Cardiac Rehabilitation is geared towards returning the patient back into the community as a fully integrated and productive member of society. The complete rehabilitation of the patient's physical, emotional and psychological well being is treated. Once again the areas of time management, coping with stress and the activities of daily life are dealt with aggressively. The improvement of the patient's life-style, and the ability to cope within the working environment are all important aspects of treatment.
The main aim of the Therapist is to be part of a support system. Being able to spend time "listening" to the problems that the patient may be experiencing is very important. This in turn leads to the Therapist being able to advise the patient on how best to cope with his/her daily activities. Counseling skills and management of the AIDS patient is of great importance in this area.
Orthopaedics and Surgery
Hand therapy is viewed as a specialist area within the field of Occupational Therapy. Splints are given, and muscle strength as well as range of movement treated to retain optimal function. Other injuries/illnesses dealt with by the Occupational Therapist are amputations, arthritis, spinal injuries and back problems, as well as hip and knee complications. The Occupational Therapist also provides important input in the treatment of burns. The therapist tries to restore the patient, as far as possible, to his/her normal functional capacity with regard to the dysfunctional area being treated.

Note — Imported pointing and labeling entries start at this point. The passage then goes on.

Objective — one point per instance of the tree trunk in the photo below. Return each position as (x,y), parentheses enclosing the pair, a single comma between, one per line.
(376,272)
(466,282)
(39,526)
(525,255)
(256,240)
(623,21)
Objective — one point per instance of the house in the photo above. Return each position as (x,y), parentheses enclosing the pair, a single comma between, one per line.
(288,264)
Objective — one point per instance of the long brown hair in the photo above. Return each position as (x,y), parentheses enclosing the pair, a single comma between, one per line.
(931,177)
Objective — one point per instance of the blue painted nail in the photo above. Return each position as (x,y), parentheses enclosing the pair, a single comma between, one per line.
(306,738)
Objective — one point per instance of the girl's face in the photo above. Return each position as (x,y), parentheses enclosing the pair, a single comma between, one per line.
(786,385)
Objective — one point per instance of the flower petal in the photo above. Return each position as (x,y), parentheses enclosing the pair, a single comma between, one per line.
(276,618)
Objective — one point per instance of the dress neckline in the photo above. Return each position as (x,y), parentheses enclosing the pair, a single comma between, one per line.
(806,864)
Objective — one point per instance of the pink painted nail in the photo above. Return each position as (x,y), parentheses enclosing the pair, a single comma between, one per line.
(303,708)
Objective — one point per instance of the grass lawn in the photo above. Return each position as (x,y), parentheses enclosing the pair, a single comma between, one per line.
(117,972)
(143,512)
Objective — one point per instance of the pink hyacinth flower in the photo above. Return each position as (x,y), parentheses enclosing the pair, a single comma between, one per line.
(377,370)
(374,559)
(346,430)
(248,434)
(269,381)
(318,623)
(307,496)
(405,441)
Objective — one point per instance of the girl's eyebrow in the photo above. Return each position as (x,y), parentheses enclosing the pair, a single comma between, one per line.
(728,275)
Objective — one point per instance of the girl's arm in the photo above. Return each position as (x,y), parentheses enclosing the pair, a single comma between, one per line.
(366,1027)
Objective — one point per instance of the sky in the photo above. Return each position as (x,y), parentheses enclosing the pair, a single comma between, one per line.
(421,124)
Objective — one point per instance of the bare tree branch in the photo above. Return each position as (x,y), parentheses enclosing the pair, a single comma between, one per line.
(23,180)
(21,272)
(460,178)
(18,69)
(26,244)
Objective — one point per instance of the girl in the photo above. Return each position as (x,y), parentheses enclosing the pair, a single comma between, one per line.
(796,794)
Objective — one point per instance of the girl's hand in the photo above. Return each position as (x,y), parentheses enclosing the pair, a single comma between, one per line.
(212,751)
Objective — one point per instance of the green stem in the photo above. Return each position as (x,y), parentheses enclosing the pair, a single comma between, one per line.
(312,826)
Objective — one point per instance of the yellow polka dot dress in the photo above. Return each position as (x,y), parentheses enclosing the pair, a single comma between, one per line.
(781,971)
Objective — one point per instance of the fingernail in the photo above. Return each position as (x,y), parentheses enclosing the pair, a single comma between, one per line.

"Vocational rehabilitation is defined by the ILO as being that part of the continued and coordinated process of rehabilitation, which involves the provision of vocational services, e.g. vocational guidance, vocational training, and selective placement, designed to enable a person with a disability to secure and retain suitable employment."
A physical or psychiatric impairment can sometimes influence the patient's ability to continue with his/her given employment. The task of the Occupational Therapist in this situation is to evaluate the patient's remaining skills within the framework of his/her disability, and to then analyze the prerequisites needed. The therapist can now make one of 5 possible recommendations - to remain in original employment with certain provisions, to obtain a new career, to obtain alternative open-, sheltered-or protective employment, or can advise permanent disability or unemployment.
This entails mainly home visits by the Occupational Therapist. It allows the therapist to assess the needs of the patient within the home environment. Advice on how the family can cope with problems that may arise due to the patient's impairment is highly valued, and is seen as an important part of the community care offered. After care regarding return to work follow-up is essential in the success of holistic treatment.
OT is based on the belief that purposeful activity (occupation) including its interpersonal and environmental components may be used to prevent and mediate dysfunction and to elicit maximum adaptation. Activity as used by the OT includes both an intrinsic and a therapeutic purpose.